SkillActivations is a reference type and Sendable. Hold one per "session-equivalent" — usually on your @Observable model. Don't recreate it on every render or you'll lose the activation state and break observation.
- History modifiers run outside-in. Apply summarization first in source order so it ends up innermost; cheaper modifiers go last (they apply first at runtime).
summarizeHistory thresholds on entry count. If you expect long, low-entry-count chats with big segments, the threshold may never trip. Add a rollingWindow for a token-bounded fallback.
summarizeHistory requires the trailing entry to be .prompt. It is a no-op for any other trailing entry kind — don't rely on it firing mid-tool-call.

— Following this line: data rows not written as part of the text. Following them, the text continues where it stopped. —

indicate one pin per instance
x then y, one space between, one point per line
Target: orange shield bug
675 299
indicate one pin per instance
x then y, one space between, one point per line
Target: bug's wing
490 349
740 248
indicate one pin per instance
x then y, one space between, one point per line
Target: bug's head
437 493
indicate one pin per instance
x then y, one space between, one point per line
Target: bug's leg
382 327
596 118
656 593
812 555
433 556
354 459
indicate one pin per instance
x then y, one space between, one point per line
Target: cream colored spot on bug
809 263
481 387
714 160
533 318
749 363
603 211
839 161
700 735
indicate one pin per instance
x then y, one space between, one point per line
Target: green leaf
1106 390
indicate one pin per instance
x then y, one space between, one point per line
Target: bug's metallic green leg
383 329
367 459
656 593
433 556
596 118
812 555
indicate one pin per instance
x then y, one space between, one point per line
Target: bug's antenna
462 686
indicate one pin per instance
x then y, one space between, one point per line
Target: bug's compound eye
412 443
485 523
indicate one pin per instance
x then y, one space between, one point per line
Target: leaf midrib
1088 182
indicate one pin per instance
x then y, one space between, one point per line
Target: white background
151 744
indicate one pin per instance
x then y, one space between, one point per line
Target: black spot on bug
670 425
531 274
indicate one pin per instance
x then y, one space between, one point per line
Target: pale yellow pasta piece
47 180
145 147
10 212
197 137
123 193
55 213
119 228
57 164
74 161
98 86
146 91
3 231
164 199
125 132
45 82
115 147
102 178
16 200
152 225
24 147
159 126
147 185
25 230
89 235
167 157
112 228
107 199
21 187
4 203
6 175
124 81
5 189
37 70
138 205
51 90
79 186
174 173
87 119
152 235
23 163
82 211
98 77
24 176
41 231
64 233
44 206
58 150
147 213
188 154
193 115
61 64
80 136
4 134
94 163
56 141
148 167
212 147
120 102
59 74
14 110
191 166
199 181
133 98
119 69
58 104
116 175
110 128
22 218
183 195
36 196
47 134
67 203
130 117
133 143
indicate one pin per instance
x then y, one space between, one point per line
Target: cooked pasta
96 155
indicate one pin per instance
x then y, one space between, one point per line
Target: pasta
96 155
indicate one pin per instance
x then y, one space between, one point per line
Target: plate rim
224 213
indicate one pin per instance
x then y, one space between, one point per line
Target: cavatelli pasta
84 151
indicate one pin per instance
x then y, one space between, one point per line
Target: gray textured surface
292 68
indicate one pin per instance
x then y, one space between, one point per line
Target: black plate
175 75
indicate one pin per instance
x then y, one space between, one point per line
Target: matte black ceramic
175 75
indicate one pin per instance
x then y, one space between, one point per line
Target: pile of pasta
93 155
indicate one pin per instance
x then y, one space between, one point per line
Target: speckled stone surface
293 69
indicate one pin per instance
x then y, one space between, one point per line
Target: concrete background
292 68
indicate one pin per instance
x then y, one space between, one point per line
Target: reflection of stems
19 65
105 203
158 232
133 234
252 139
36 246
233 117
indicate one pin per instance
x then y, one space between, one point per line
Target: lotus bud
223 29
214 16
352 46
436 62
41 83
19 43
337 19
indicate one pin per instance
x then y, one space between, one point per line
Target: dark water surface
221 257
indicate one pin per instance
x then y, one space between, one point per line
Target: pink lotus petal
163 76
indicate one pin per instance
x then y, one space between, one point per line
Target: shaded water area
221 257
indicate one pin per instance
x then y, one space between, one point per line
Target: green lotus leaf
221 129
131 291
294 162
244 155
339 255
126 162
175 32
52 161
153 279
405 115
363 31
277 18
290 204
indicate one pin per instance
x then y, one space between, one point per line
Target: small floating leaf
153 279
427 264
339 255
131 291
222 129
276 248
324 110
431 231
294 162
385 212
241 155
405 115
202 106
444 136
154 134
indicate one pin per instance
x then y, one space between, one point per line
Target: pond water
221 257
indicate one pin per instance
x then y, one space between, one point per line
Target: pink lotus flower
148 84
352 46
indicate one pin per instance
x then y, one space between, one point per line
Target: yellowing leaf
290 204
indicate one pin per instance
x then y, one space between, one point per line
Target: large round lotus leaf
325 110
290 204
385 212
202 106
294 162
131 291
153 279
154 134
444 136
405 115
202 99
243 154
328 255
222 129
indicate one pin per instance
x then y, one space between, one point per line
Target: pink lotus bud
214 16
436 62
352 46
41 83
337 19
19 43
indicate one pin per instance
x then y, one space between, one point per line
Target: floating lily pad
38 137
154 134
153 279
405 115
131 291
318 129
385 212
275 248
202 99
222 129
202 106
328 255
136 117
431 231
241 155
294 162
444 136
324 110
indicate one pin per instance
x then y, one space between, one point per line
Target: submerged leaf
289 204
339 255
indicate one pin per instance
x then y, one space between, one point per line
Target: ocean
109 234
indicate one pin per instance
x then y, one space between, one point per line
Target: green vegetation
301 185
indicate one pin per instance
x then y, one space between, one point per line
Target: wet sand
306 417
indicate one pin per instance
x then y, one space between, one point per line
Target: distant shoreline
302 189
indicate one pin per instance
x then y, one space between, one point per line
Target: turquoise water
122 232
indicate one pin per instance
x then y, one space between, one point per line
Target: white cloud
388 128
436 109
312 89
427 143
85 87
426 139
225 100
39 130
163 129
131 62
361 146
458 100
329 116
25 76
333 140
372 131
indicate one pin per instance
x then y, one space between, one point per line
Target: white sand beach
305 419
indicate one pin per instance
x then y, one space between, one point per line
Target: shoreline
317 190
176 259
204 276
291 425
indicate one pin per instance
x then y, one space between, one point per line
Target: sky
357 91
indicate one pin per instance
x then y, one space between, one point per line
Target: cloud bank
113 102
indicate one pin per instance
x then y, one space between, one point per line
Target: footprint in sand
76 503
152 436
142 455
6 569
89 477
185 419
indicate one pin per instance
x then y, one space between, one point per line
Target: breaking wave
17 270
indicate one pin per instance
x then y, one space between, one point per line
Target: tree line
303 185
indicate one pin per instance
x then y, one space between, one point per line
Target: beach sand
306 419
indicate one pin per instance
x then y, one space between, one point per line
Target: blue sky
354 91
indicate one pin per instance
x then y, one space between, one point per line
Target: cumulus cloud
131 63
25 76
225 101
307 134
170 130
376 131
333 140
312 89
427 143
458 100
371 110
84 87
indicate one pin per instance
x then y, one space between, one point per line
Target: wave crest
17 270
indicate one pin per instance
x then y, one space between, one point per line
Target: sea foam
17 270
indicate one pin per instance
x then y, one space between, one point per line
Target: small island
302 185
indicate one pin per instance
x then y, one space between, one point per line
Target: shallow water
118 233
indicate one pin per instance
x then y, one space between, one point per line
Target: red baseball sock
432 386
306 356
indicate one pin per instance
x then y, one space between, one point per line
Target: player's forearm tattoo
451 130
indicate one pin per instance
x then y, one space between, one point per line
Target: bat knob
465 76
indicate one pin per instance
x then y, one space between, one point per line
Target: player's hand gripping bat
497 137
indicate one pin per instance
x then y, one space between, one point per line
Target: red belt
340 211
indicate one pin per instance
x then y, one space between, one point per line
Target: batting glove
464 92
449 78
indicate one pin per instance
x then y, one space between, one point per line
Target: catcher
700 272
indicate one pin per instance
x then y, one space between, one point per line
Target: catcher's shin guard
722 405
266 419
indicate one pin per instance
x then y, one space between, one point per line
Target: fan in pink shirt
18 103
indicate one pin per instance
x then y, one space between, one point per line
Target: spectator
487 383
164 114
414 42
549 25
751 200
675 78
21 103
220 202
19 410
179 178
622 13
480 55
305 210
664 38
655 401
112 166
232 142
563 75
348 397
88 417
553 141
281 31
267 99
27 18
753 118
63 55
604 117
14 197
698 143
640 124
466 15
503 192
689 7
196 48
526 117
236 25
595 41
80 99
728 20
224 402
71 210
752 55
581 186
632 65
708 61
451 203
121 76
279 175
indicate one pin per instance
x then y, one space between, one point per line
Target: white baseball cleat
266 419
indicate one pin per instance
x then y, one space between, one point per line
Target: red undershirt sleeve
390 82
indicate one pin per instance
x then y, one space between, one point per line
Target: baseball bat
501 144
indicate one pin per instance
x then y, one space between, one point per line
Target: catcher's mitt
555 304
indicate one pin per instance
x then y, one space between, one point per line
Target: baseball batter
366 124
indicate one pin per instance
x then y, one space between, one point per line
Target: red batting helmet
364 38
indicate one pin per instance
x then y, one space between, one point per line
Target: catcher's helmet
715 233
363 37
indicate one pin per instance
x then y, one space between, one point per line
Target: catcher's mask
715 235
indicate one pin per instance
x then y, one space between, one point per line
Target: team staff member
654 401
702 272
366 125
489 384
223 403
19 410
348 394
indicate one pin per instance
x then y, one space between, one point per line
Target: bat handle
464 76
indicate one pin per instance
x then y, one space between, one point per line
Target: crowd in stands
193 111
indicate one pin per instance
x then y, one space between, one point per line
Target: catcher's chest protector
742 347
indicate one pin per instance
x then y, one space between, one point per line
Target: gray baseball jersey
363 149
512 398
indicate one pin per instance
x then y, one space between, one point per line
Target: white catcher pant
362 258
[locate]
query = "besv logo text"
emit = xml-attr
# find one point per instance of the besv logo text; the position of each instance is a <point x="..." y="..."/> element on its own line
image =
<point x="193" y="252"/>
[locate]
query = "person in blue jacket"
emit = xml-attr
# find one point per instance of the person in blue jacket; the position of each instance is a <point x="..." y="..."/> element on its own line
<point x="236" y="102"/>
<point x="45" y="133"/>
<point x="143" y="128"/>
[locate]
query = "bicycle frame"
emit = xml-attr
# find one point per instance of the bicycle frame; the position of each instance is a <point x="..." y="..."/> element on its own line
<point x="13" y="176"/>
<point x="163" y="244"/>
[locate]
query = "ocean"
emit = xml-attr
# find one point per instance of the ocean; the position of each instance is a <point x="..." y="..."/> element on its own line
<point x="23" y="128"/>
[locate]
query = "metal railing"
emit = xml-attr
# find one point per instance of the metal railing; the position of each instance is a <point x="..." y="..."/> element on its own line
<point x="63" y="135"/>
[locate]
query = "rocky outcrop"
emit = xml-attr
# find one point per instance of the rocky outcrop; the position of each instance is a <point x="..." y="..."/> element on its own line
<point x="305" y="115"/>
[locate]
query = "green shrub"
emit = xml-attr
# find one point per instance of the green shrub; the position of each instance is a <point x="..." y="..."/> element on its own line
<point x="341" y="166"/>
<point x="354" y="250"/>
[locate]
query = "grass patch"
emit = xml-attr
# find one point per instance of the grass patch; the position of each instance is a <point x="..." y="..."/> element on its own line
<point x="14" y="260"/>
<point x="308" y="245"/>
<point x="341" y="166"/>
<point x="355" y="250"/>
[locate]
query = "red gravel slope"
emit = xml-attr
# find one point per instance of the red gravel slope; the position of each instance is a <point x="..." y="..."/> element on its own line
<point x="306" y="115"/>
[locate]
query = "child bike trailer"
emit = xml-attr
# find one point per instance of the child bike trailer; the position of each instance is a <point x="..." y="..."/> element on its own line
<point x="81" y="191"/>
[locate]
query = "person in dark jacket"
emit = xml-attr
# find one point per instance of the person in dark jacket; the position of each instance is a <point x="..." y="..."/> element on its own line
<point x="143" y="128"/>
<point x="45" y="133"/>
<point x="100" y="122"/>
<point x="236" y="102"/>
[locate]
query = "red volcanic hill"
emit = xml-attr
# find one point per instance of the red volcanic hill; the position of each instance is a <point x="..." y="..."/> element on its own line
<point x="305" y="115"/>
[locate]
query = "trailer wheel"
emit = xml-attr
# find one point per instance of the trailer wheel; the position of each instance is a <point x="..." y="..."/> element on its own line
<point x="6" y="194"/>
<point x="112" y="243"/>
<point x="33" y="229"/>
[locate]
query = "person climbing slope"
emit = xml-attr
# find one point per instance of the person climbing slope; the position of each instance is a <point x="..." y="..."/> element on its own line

- Custom segments aren't supported by
ChatCompletionsLanguageModel. It throws unsupportedTranscriptContent for Transcript.CustomSegment values. If you emit custom segments via your own LanguageModel, render them yourself before they reach this executor.
Package layout
FoundationModelsUtilities/
├── Package.swift
├── README.md
├── Sources/
│ └── FoundationModelsUtilities/
│ ├── Documentation.docc/Documentation.md
│ ├── LanguageModels/
│ │ └── ChatCompletionsLanguageModel.swift
│ ├── Skills/
│ │ ├── Skill.swift
│ │ ├── Skills.swift
│ │ ├── SkillActivations.swift
│ │ └── SkillBuilder.swift
│ └── History/
│ ├── DropCompletedToolCalls.swift
│ ├── RollingWindow.swift
│ ├── SummarizeHistory.swift
│ └── TranscriptRendering.swift
└── Tests/
├── FoundationModelsUtilitiesTests/ # unit tests
└── FoundationModelsUtilitiesEvaluations/ # eval-driven tests for summarization
The source files are gated by #if ChatCompletions, #if Skills, and #if History — if your app disables traits in Package.swift, the corresponding APIs disappear at compile time.